As the first year of relocation from Houston to Karachi drew to an end, I wondered what I could write to mark that milestone.
As I had several times in the past, whenever I was faced with a writing conundrum, I asked the muse.
“Write about failure, and put it in a relevant context,” the muse responded without hesitation. “Who has failed frequently enough and could be the protagonist of this story?” I asked her.
No answer.
And then I realised the person whom I needed to write about was closer than I'd envisioned. Me.
I am a story of failure.
I have failed a lot. In fact, I have failed so often that I will fail again just trying to quantify my failures.
But I am not going to fail to try. Below, somewhat chronologically, I relate my choicest failure stories:
- One of my earliest, and repeated, situations includes my inability to get admission in an elite, legacy-based school in Karachi that my older siblings and cousins had attended.
- I failed the entrance test for another private school, although I might have done something to impress them during the interview since they ultimately admitted me.
- In high school in Karachi, I failed to get ‘that someone’ to go with me to senior prom.
- In the final year of medical school in Karachi, I failed to get a visa for clinical electives in Houston.
- Although I did not fail my USMLEs, my scores were embarrassingly low compared to my peers.
- After completing my residency in Houston, I failed my initial attempt at board certification.
- I was unable to acquire significant grant support for my biomedical research.
- I have repeatedly failed to recall my wedding anniversary, much to my wife’s chagrin, and my kids’ birthdays, much to their frustration.
- My articles, stories, and book drafts have repeatedly been rejected by several newspapers, authors (as reviewers) and publishers in Houston and Karachi.
All of the above frequent failures might make you rightfully conclude that I am an epitome case study in failure.
Yet, I am professionally employed at one of the best medical institutions in Karachi, while previously I was faculty at a very competitive medical school in Houston.
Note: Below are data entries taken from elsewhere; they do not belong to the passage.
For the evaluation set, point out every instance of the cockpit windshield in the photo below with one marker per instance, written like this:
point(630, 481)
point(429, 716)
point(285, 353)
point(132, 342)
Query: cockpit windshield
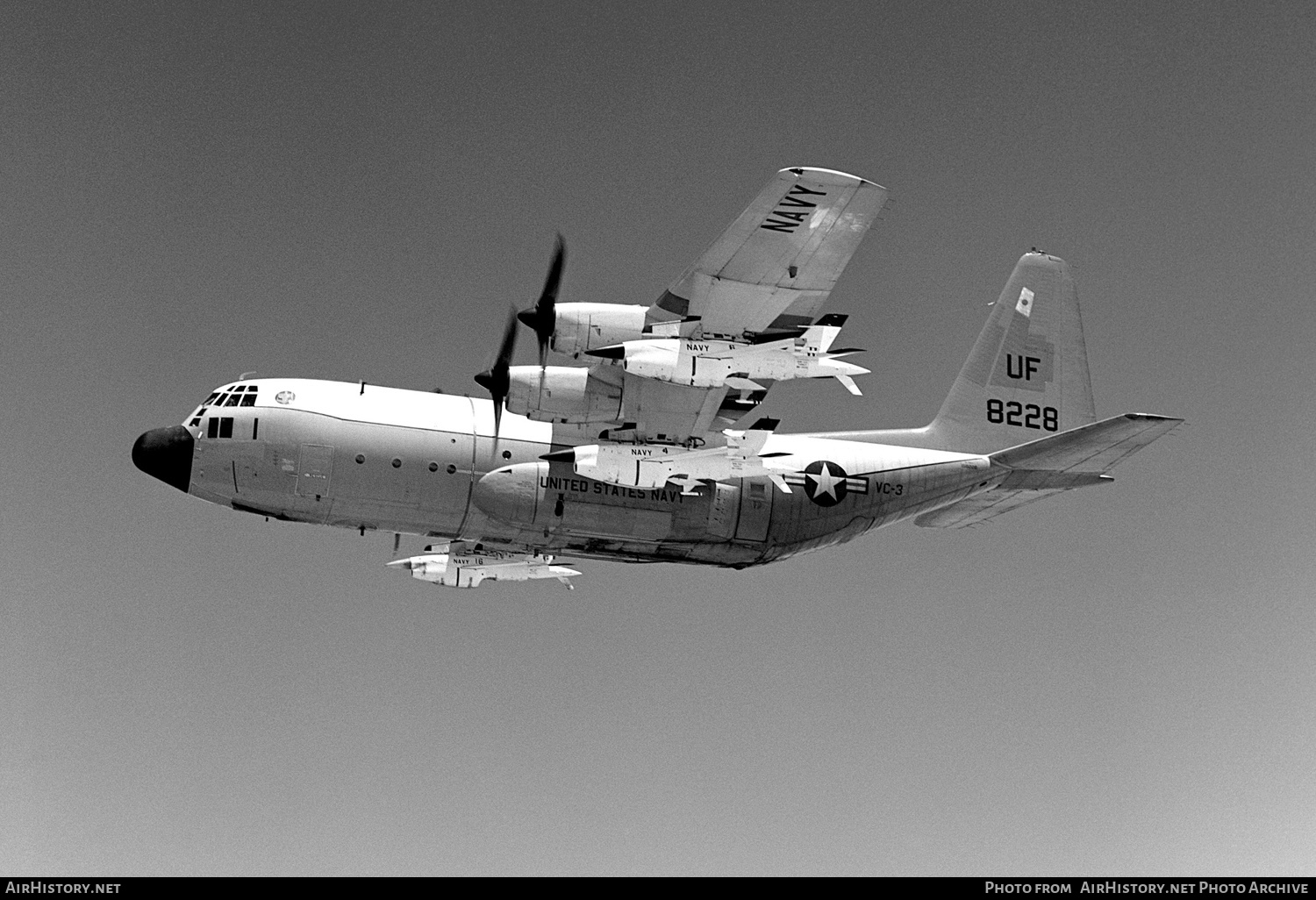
point(233, 395)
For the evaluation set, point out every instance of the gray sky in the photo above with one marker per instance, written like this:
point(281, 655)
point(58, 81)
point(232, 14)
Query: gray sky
point(1119, 681)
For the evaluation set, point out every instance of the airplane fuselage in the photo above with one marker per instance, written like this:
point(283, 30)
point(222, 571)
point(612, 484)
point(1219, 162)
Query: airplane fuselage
point(365, 457)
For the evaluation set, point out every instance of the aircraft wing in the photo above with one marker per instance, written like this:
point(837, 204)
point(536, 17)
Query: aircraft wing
point(778, 262)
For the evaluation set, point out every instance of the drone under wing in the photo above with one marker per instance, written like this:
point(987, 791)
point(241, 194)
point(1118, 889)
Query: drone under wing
point(778, 262)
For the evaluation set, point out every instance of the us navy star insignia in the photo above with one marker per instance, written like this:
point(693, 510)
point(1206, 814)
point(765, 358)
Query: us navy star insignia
point(826, 483)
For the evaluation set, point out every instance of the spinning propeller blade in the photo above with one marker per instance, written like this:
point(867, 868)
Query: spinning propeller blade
point(497, 379)
point(542, 318)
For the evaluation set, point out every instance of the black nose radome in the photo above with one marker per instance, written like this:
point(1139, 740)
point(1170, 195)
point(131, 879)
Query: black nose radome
point(166, 453)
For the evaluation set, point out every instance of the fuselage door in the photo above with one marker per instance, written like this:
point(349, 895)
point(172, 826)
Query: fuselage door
point(755, 510)
point(313, 470)
point(724, 510)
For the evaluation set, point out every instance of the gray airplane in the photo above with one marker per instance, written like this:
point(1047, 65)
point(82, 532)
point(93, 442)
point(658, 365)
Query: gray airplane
point(647, 447)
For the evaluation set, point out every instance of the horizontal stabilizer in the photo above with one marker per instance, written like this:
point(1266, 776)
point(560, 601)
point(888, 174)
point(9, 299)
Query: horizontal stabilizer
point(1092, 447)
point(1048, 466)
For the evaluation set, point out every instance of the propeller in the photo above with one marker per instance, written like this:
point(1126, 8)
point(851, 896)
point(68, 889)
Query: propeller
point(542, 318)
point(497, 379)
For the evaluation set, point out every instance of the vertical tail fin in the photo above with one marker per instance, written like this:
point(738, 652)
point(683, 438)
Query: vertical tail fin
point(820, 334)
point(1026, 375)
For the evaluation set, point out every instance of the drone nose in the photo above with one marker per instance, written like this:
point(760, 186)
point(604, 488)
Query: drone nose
point(166, 453)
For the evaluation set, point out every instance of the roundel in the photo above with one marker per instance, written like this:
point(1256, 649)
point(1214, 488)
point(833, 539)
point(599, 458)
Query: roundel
point(824, 483)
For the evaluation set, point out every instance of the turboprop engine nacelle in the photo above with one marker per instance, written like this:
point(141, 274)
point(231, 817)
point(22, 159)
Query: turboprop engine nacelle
point(653, 466)
point(562, 394)
point(707, 362)
point(468, 568)
point(583, 326)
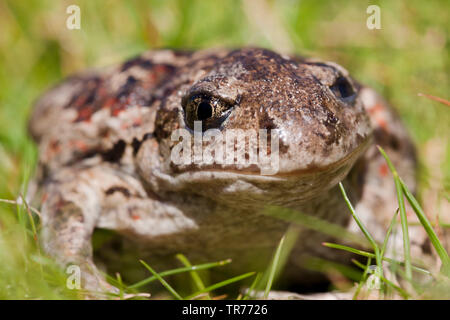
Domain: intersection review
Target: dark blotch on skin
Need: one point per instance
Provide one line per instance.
(115, 153)
(138, 61)
(120, 189)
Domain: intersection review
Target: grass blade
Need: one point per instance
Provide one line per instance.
(180, 270)
(220, 285)
(252, 286)
(371, 255)
(403, 218)
(388, 233)
(369, 237)
(273, 268)
(363, 278)
(163, 282)
(443, 255)
(195, 276)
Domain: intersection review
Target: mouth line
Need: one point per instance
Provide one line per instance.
(310, 170)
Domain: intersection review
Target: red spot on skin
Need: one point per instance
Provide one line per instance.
(376, 108)
(109, 103)
(84, 114)
(137, 122)
(54, 146)
(80, 145)
(382, 124)
(135, 217)
(383, 170)
(116, 110)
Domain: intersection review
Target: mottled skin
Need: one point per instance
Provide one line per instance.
(105, 140)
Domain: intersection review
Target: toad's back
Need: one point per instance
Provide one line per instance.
(100, 111)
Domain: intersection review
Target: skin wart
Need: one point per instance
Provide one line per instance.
(104, 140)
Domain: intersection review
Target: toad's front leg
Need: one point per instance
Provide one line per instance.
(76, 200)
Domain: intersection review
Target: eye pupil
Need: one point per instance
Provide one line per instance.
(204, 111)
(342, 88)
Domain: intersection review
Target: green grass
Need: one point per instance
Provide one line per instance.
(408, 56)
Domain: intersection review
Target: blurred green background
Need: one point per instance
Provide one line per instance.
(409, 55)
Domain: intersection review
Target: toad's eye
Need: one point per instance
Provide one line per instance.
(342, 88)
(210, 110)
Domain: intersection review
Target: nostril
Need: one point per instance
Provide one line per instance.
(204, 111)
(342, 88)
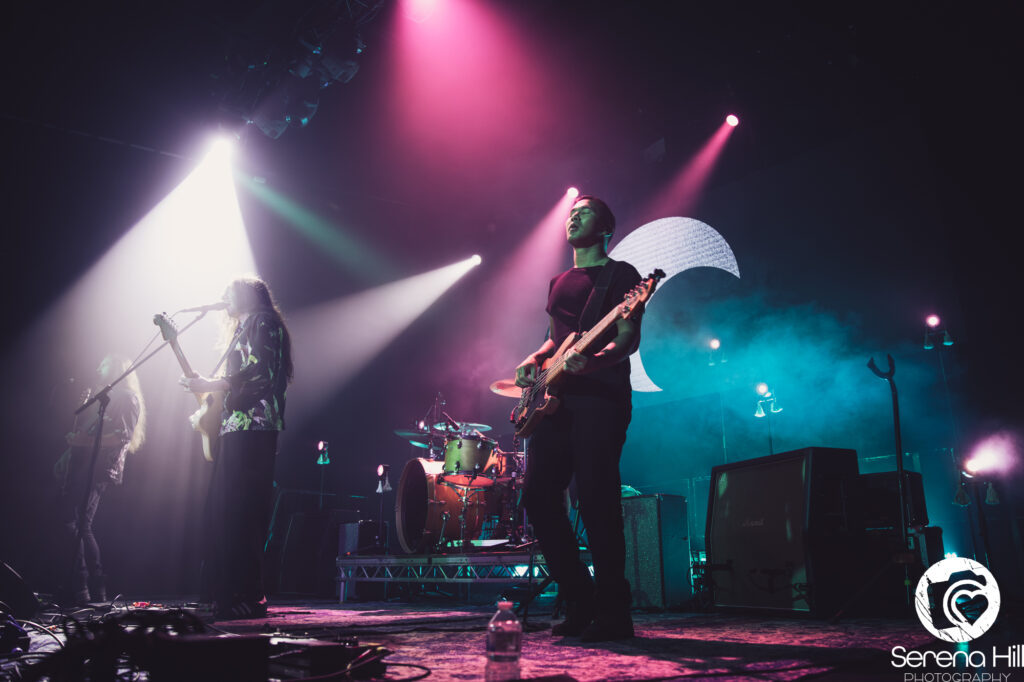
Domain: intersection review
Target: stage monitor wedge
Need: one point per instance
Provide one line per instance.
(777, 534)
(657, 550)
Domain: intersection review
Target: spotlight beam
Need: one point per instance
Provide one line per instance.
(681, 194)
(343, 247)
(367, 323)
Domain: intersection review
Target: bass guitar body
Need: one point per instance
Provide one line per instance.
(541, 399)
(206, 420)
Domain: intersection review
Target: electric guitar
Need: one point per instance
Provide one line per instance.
(206, 420)
(539, 398)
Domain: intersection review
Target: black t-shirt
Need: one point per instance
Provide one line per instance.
(567, 295)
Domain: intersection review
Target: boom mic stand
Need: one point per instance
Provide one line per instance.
(904, 556)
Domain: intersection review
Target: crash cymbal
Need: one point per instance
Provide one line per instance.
(419, 438)
(506, 387)
(464, 427)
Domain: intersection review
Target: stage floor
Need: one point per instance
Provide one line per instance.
(450, 641)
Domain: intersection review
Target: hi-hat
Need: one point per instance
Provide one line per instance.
(463, 427)
(507, 388)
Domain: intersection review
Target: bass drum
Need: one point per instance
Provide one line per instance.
(428, 509)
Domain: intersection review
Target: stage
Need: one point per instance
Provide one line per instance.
(448, 638)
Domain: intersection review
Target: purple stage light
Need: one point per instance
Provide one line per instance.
(420, 10)
(996, 454)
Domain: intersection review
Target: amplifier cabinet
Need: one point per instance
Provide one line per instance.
(777, 534)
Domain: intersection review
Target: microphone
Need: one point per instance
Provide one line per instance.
(219, 305)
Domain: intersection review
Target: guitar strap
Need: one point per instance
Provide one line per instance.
(230, 347)
(595, 302)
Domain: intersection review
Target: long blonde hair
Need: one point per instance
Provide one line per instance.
(131, 384)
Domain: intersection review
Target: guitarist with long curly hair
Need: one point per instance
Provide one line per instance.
(584, 436)
(257, 371)
(123, 433)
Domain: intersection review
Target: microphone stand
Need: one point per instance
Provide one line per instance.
(102, 396)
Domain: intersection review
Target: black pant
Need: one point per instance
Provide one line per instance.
(238, 512)
(86, 564)
(584, 438)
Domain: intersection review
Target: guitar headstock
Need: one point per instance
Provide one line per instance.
(167, 328)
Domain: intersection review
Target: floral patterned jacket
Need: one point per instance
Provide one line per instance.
(255, 371)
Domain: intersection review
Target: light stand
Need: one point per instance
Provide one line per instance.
(383, 485)
(323, 459)
(767, 406)
(717, 356)
(940, 338)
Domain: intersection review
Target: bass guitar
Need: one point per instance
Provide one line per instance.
(206, 420)
(540, 398)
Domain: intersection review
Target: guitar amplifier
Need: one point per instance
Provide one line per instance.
(778, 536)
(657, 550)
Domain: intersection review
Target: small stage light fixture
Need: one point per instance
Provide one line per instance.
(383, 484)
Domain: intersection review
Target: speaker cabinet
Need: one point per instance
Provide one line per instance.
(777, 535)
(307, 560)
(657, 550)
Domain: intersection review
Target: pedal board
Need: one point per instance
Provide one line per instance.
(298, 657)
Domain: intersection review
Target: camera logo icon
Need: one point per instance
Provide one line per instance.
(957, 599)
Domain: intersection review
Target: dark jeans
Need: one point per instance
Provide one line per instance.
(86, 563)
(238, 513)
(584, 438)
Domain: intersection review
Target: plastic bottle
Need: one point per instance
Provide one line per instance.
(504, 635)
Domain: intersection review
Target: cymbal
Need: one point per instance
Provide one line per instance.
(506, 387)
(418, 438)
(463, 427)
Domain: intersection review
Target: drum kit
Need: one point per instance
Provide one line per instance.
(462, 495)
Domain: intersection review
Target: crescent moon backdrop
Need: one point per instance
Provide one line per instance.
(674, 245)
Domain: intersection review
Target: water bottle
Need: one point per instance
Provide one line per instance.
(504, 635)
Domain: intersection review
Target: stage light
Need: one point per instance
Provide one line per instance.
(994, 455)
(221, 147)
(420, 10)
(367, 332)
(383, 484)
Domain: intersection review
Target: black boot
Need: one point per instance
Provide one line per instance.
(579, 614)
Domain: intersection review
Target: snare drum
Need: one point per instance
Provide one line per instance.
(473, 460)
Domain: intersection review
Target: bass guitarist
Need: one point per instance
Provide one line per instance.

I should also mention that my repeat attempt at securing a visa to the US was successful.
Irrespective of a low success rate in terms of grant support, I continue to pursue my biomedical research interests. In spite of being a resounding failure, more medical students and graduates come to me seeking career advice – even after being told that I have failed time and again.
Despite the growing stack of rejected manuscripts and writings, I continue to write and publish in biomedical journals, or otherwise.
So, where is the disconnect? I think the discrepancy arises because of the fast-paced, fast food, Twitter and Facebook heavy social media world of ours. We are constantly regaled by presumably instantaneous, overnight success stories with their inherent short-term gratifications. This might misdirect us into thinking of success as not being a journey rather simply a means to an end. It happens to such an extent that we are bound to conclude that to succeed is the only purpose to live life.
I think success is over-rated. Over glorification of success is particularly detrimental to our children, especially given today’s volatile and unpredictable world where little is black and white. I have nothing personal against success and those who succeed although the blinkered approach assumes that people reading those stories understand and recognise real success.
But what fails to get transmitted more often than not is that both success and the protagonists of success stories have been through a process. That process, for many the long haul, glosses over the failures. Yet, those failures are what the journey is really about.
What we are unable to gauge for ourselves and our kids is that we can learn a tremendous amount from our failures, perhaps much more than from our successes. The objective to try harder, better becomes more apparent with each successive failure.
Among my recent most significant and high risk ventures was moving back to Karachi after 15 years in Houston. This had a low likelihood of success per the naysayers in both cities. Hence, I was not surprised when the muse asked me to write about failure to mark the first anniversary of my relocation.
She could have asked me to write about success, and going by what does the rounds, that is, success stories per social media. However, going by my history there’s almost always a successful journey to the said presumptive failure.
Per that thought process, if I leave it up to you, my dear reader, you might logically conclude that my relocation was a failure. And that would be fine by me because success, after all, is failure redefined.